Reid's journey then takes him to Germany, the country that invented the concept of a national health care system. For it's 80 million people, Germany offers universal health care, including medical, dental, mental health, homeopathy and spa treatment. Professor Karl Lauterbach, M.D., a member of the German parliament, describes it as "a system where the rich pay for the poor and where the ill are covered by the healthy. It is ... highly accepted by the population." As they do in Japan, medical providers must charge standard prices which are negotiated with the government every year. As a consequence, physicians in Germany earn between half and two-thirds as much as their U.S. counterparts.
Taiwan researched many health care systems before settling on one where the government runs the financing, but Reid finds the delivery of health care is left to the market. Taiwanese health care offers medical, dental, mental and Chinese medicine, with no waiting time and for less that half of what we pay in the United States. Every person in Taiwan has a "smart card" containing all of his or her relevant health information, and bills are paid automatically. But what Reid finds is that the Taiwanese spend too little to sustain their health care system. According to Princeton's Tsung-Mei Cheng, who advised the Taiwanese government, "As we speak, the government is borrowing from banks to pay what there isn't enough to pay the providers."

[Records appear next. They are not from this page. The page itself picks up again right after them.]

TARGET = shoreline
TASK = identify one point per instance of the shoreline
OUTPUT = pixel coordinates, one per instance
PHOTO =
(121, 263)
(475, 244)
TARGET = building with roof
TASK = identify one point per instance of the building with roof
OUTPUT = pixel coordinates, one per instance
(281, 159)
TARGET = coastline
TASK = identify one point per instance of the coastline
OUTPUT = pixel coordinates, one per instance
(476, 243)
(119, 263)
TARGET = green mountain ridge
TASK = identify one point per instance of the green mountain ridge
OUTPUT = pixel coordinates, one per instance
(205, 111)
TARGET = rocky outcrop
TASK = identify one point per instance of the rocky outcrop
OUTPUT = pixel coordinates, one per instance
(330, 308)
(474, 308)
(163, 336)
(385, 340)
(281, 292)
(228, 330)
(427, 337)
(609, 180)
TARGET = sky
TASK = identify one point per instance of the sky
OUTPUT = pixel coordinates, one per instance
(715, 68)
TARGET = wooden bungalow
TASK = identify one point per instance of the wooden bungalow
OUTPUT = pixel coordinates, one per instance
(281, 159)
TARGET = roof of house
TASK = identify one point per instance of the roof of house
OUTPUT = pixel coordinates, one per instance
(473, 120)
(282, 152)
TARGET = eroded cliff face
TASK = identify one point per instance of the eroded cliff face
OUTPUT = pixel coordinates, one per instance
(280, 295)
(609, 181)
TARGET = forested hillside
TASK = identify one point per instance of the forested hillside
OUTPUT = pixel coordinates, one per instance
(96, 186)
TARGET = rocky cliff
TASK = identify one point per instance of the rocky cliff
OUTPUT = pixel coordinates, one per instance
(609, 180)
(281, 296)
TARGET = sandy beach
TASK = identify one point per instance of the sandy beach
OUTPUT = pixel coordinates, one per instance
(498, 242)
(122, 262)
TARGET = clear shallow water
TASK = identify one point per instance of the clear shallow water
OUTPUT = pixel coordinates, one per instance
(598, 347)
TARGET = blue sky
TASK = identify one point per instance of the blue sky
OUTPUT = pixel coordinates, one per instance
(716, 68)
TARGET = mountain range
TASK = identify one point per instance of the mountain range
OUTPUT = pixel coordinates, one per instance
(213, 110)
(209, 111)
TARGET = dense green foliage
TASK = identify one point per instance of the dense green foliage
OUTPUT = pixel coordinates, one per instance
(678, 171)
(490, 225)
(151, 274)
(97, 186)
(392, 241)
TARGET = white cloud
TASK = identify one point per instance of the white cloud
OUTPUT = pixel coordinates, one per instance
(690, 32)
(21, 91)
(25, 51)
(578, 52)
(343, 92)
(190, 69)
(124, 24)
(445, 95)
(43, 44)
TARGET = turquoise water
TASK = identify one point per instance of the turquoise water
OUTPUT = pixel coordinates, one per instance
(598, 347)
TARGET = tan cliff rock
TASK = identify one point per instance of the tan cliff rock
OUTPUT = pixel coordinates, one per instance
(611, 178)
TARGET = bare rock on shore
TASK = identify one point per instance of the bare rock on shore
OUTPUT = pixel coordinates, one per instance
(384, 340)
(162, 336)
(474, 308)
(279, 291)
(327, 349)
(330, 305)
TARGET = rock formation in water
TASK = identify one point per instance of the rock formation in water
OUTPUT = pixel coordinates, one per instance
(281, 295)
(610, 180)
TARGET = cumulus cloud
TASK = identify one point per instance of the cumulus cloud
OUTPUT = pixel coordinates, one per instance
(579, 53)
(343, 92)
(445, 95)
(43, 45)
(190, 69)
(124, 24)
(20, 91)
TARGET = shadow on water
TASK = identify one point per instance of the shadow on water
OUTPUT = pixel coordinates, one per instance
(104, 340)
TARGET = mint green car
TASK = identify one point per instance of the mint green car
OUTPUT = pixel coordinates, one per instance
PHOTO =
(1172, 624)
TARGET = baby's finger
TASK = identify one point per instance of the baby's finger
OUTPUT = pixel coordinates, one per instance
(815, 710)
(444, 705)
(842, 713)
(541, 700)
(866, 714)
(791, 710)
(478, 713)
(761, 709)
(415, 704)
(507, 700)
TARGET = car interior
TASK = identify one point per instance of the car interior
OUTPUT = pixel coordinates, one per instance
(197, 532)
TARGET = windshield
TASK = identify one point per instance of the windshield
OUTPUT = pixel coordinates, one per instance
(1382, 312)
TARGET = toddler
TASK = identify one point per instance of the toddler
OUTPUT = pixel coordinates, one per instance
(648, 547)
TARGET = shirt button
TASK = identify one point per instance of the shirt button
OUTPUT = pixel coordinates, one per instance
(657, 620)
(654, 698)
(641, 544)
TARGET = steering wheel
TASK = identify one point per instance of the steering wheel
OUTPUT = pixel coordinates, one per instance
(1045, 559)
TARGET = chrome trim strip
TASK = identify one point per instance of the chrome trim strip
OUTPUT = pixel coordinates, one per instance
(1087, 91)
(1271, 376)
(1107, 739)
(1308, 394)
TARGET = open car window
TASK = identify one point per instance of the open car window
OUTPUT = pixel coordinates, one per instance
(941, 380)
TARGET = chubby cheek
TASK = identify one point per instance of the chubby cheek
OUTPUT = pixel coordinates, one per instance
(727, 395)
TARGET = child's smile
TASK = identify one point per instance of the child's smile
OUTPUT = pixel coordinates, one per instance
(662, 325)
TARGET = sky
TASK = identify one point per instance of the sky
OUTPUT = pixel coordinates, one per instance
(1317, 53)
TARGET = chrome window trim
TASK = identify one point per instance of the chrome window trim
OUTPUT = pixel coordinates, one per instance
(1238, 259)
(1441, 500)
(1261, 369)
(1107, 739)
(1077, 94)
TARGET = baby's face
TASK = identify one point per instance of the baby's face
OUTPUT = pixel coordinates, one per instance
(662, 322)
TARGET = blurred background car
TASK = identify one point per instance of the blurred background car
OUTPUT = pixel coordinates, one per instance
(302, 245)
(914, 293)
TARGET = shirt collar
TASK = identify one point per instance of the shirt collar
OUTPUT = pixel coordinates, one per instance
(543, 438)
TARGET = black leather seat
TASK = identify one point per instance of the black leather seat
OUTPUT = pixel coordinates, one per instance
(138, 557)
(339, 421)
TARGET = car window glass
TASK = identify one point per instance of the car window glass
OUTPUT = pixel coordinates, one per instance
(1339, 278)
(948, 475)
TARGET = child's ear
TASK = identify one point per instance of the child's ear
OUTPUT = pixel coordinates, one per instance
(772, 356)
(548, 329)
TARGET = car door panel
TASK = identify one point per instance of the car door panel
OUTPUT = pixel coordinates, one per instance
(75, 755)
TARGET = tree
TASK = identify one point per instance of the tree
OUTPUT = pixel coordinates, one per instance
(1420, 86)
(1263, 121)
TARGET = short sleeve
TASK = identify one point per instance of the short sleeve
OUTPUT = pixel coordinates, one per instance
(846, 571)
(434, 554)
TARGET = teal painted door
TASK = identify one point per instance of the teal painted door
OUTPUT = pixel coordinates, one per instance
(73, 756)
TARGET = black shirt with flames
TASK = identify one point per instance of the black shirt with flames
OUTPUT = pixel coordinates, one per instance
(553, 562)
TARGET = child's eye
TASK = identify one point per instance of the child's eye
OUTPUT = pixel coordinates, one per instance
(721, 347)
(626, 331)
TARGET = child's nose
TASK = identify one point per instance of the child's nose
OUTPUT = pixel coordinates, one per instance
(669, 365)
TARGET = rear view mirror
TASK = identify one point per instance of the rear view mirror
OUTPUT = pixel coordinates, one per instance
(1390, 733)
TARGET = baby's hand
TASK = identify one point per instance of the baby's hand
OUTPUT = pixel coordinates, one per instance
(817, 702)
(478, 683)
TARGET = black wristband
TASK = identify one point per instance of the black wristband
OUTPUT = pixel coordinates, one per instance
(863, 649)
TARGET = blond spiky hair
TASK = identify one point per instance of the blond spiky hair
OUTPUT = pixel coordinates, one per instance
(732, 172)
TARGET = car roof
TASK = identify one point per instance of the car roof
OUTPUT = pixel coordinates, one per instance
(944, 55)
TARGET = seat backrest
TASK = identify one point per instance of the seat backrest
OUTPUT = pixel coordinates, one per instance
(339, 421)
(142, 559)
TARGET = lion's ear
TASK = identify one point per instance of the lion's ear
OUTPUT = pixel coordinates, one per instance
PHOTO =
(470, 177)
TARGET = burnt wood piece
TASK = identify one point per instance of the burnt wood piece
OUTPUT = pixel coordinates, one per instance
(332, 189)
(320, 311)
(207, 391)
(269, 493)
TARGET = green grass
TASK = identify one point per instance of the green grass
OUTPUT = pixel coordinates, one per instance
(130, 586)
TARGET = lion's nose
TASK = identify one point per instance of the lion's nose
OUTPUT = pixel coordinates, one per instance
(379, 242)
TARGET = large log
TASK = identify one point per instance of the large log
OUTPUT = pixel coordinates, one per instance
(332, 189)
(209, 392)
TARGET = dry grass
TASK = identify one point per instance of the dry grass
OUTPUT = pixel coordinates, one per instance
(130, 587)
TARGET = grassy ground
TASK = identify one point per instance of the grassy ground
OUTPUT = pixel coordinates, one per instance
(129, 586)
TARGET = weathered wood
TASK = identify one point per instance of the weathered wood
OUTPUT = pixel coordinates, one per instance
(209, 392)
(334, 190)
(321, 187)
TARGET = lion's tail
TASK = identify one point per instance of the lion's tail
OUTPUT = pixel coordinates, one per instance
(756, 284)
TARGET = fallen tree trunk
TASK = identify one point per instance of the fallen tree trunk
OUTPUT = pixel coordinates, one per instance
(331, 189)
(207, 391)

Reid's final destination is Switzerland, a country whose health care system suffered from some America's problems until, in 1994, the country attempted a major reform. Despite a huge private insurance business, a law called LAMal was passed, which set up a universal health care system that, among other things, restricted insurance companies from making a profit on basic medical care. Today, Swiss politicians from the political right and left enthusiastically support universal health care. Pascal Couchepin, the president of the Swiss Federation, argues: "Everybody has a right to health care. ... It is a profound need for people to be sure that if they are struck by destiny ... they can have a good health system."
Friday, April 11, 2008
Some basic health-reform lessons
1. Just because you have health insurance today don't assume that means you will have it tomorrow. Employers drop employee health plans when they become too expensive. Bankrupt employers aren't obligated to continue health insurance for retirees, regardless of previous bargained-for promises. Annual and life-time caps on benefits can wipe out future benefits. And plan coverage can be manipulated so that your particular needs are no longer covered.
2. The uninsured are charged more for their health care than the insured. The resulting bad credit and outstanding balances may limit future access to health care.
3. The emergency-room option that is virtually guaranteed by EMTALA and was touted by President Bush as a health-care safety net is no substitute for insurance coverage and access to primary and preventive care. Lots of people delay care until they have a "true emergency" -- they will still be billed for the care they receive, regardless of ability to pay. (In fact, even insured patients have good reason to postpone ER visits, unless they live in a state that requires managed care plans to pay for the ER services, even if there was no true emergency, as long as a reasonable layperson would have thought they had a medical emergency.
4. The lack of universal coverage that every other developed country seems to be able to afford isn't simply an "access" problem. People get sicker, stay sicker longer, and die as a result of care that is postponed or not sought when it could still be useful.